Mercredi 18 Août 2010 à 05:01 | Lu 14330 fois I 16 commentaire(s)

Philippe Cohen
Journaliste à Marianne, rédacteur en chef de Marianne2.fr et co-responsable du service politique... En savoir plus sur cet auteur

Le mois de juin a vu se déclencher une guerre sans merci au sein même de l'establishment. Enjeu : le contrôle du quotidien Le Monde et de son groupe. Une lourde défaite de l'Elysée.

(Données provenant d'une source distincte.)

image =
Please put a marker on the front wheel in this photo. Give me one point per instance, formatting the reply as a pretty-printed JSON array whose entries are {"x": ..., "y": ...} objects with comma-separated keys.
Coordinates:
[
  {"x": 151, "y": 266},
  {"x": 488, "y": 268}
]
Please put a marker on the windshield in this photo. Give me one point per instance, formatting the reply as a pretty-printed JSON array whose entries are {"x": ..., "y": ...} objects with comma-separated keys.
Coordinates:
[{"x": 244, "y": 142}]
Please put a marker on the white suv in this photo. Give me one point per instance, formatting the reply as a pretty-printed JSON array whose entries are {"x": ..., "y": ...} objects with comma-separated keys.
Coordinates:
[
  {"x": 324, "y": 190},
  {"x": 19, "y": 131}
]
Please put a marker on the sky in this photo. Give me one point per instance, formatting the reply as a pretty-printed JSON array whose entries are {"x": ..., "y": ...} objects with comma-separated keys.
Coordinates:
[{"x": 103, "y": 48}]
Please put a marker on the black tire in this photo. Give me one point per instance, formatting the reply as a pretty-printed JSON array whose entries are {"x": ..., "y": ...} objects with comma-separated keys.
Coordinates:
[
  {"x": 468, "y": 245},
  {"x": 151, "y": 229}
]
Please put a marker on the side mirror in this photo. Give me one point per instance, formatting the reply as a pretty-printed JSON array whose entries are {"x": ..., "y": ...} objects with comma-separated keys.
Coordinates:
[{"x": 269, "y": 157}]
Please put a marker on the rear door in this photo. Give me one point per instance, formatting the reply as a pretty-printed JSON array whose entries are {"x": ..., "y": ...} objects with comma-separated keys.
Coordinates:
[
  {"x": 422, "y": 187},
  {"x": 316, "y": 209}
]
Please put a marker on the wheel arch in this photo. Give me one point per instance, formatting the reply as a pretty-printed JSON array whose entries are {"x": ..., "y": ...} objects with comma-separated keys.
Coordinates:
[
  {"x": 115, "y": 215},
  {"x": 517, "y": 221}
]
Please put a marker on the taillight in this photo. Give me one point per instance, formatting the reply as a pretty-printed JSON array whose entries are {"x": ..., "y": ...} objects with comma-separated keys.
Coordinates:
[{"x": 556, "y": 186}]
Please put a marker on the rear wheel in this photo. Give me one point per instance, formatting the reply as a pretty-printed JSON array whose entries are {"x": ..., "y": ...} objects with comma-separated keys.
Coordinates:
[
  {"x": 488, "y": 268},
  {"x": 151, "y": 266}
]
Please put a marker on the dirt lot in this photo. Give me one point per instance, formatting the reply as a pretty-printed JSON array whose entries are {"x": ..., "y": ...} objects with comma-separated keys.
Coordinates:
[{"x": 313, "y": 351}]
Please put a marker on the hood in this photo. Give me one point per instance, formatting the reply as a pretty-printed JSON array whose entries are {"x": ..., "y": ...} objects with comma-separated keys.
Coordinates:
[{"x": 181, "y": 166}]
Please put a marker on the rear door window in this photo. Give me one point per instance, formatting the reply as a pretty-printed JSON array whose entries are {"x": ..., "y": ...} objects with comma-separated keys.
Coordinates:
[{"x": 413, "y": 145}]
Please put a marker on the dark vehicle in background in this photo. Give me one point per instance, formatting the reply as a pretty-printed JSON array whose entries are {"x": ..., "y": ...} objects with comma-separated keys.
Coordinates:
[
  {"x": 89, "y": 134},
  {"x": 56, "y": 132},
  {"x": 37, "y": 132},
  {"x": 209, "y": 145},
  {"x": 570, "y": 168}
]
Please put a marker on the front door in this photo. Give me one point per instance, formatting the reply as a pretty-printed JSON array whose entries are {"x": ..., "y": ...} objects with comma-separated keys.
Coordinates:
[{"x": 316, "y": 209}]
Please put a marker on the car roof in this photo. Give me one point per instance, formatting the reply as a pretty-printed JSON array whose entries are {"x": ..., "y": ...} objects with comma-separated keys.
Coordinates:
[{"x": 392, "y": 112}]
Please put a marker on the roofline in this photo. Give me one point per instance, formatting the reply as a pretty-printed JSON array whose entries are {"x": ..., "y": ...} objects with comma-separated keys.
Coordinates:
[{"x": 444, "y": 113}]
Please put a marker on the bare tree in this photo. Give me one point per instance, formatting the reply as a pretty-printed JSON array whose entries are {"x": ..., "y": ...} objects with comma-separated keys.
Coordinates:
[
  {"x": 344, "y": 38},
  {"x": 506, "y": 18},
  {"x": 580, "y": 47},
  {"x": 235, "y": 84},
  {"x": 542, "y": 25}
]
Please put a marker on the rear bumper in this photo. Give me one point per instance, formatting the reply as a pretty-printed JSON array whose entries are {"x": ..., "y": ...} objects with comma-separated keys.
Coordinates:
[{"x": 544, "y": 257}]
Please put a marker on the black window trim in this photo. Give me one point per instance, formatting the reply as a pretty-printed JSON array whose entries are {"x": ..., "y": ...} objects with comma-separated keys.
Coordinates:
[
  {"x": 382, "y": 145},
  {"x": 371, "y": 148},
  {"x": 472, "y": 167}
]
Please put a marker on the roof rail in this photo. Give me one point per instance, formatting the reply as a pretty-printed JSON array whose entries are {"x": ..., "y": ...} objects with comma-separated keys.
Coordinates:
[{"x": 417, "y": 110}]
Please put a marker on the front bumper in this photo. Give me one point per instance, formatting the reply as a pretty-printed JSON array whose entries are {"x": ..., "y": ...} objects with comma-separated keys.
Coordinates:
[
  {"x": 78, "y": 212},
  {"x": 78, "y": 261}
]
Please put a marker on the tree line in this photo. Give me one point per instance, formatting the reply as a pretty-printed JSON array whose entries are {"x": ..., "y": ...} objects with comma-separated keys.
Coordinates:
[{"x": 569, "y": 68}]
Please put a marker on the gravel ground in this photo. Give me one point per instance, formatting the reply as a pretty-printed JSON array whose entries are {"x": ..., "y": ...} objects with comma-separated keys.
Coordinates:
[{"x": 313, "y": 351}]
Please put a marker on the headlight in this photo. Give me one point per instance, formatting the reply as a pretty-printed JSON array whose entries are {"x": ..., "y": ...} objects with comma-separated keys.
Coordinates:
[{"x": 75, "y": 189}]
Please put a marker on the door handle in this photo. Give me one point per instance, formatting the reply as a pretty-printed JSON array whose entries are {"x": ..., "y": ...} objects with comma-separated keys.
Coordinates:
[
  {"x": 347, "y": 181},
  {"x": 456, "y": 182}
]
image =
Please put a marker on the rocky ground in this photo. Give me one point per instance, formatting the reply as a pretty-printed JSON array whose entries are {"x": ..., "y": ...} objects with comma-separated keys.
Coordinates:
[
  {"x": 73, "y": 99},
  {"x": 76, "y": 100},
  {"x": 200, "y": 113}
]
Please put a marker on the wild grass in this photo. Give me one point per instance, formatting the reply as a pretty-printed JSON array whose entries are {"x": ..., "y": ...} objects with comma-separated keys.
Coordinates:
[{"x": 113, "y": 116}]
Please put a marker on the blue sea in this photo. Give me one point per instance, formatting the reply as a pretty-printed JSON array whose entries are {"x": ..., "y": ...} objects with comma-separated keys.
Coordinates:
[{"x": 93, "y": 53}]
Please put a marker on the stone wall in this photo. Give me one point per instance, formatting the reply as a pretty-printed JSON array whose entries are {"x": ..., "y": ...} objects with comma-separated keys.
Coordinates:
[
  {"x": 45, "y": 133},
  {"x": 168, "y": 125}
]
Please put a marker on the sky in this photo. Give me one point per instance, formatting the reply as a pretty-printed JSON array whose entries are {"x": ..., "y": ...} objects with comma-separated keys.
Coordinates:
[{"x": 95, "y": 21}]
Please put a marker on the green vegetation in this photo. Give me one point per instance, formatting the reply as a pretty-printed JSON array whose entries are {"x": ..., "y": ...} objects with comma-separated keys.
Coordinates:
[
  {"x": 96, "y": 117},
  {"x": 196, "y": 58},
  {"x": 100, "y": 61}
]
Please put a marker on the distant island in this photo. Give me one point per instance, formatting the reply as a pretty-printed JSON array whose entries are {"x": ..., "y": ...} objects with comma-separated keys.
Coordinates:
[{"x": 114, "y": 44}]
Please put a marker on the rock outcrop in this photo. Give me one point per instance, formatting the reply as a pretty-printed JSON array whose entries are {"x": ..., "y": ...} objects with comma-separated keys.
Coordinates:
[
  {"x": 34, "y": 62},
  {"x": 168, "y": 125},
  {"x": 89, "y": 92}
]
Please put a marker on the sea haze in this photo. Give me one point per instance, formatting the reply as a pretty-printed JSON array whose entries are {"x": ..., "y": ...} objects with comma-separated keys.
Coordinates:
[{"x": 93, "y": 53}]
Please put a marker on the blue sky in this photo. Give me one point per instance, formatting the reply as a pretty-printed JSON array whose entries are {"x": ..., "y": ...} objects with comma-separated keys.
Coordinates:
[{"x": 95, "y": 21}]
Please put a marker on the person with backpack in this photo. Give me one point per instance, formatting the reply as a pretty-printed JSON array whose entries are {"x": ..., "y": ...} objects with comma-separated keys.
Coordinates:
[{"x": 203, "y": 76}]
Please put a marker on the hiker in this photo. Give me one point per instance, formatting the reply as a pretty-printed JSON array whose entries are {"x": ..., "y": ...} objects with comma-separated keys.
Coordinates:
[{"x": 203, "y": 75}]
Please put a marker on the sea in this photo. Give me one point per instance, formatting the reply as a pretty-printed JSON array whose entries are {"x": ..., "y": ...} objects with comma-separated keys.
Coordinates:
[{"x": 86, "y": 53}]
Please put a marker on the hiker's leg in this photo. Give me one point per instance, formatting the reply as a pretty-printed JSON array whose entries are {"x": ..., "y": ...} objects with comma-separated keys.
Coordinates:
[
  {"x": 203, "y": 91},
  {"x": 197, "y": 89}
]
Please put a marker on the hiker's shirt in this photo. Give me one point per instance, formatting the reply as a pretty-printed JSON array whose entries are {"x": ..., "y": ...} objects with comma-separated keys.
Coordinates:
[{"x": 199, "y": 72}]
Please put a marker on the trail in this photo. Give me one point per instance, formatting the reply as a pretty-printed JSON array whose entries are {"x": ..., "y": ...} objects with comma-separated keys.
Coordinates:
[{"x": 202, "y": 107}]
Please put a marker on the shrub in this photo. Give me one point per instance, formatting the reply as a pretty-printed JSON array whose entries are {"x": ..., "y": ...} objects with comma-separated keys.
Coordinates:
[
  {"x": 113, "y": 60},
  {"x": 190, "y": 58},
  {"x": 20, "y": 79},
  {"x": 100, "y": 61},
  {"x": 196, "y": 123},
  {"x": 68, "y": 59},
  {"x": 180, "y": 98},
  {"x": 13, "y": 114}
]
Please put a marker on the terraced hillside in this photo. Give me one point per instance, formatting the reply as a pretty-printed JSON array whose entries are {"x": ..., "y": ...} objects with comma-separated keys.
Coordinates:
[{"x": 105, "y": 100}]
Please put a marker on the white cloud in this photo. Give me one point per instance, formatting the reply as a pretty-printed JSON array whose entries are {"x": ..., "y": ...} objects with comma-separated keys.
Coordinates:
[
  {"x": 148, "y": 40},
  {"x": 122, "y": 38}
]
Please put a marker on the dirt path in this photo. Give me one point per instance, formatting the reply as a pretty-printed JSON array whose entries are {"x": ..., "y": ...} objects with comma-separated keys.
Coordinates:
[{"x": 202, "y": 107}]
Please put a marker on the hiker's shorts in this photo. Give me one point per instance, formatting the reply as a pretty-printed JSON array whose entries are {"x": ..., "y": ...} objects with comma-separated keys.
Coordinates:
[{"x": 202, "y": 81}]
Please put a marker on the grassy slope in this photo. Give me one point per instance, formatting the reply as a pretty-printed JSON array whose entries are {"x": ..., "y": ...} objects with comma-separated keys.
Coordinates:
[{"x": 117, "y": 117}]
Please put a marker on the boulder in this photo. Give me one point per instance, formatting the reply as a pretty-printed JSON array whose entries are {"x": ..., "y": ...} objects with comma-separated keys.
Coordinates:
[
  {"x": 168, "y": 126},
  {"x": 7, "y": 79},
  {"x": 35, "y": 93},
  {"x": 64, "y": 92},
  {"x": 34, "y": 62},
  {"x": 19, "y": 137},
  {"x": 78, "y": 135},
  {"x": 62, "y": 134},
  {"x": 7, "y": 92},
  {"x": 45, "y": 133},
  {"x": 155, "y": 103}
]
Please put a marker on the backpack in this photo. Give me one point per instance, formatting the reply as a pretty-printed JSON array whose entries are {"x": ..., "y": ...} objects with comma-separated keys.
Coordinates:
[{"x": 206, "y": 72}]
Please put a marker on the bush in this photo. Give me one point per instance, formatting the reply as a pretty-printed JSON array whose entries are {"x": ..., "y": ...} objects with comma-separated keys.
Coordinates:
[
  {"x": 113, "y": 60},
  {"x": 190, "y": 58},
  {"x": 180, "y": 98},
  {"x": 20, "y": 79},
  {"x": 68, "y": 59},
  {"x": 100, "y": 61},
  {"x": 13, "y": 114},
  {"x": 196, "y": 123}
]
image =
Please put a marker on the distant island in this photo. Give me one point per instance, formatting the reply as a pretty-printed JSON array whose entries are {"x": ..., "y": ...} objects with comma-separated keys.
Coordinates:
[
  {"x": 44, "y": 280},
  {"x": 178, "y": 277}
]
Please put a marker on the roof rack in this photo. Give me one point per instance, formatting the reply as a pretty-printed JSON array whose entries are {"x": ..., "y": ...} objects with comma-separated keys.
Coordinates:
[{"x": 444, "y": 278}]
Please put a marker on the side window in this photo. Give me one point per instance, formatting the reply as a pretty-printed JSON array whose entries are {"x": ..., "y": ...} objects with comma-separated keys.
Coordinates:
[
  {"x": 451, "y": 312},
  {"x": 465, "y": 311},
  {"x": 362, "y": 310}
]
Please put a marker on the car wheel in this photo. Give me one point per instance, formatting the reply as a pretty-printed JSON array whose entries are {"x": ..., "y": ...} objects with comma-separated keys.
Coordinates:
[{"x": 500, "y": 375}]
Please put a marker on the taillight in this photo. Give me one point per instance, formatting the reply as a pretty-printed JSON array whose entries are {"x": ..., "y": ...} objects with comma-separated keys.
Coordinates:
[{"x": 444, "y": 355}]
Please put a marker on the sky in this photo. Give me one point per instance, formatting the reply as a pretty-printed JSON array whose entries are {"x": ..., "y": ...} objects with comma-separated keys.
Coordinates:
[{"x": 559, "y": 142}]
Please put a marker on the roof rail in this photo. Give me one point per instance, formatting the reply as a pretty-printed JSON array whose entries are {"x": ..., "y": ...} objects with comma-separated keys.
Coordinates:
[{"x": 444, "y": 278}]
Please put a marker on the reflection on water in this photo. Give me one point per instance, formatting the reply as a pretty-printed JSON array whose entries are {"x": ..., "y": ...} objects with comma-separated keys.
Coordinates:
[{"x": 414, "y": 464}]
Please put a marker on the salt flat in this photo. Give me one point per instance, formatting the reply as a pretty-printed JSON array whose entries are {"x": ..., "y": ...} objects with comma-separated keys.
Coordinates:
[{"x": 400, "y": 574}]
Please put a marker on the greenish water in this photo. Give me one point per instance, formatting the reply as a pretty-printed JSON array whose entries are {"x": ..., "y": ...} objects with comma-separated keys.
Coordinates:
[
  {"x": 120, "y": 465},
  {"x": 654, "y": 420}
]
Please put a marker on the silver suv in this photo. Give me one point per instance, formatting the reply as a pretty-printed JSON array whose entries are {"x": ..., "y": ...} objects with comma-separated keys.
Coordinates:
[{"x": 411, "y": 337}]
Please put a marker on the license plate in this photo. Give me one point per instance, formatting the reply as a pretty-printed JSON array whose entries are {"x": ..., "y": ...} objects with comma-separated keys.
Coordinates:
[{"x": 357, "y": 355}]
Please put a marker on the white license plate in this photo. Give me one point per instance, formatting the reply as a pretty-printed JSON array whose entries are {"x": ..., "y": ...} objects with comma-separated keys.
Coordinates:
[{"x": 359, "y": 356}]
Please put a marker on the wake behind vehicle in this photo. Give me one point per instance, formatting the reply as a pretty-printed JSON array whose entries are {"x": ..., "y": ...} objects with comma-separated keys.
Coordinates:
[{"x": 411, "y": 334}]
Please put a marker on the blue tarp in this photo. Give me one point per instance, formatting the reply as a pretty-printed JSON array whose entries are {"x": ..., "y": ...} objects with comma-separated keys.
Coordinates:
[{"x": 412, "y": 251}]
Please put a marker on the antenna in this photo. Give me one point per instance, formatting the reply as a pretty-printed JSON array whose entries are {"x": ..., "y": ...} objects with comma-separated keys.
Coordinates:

Comment Sarkozy a offert Le Monde à ses ennemis

La reprise du monde a été l'une des « plantades » les plus abouties de la Sarkozie au cours de cette année. A priori, personne ne pouvait imaginer que l'Elysée se mêlerait d'un dossier passablement compliqué. Imagine-t-on un Président de gauche se mêler de la reprise du Figaro ou du Point ? Désireux de s'affranchir de tous les tabous, Nicolas Sarkozy a voulu aussi briser deux principes : le premier voulant que la presse, comme la justice soit indépendante du pouvoir politique, et le second voulant que les affaires de gauche et de droite se règlent au sein de chaque camp.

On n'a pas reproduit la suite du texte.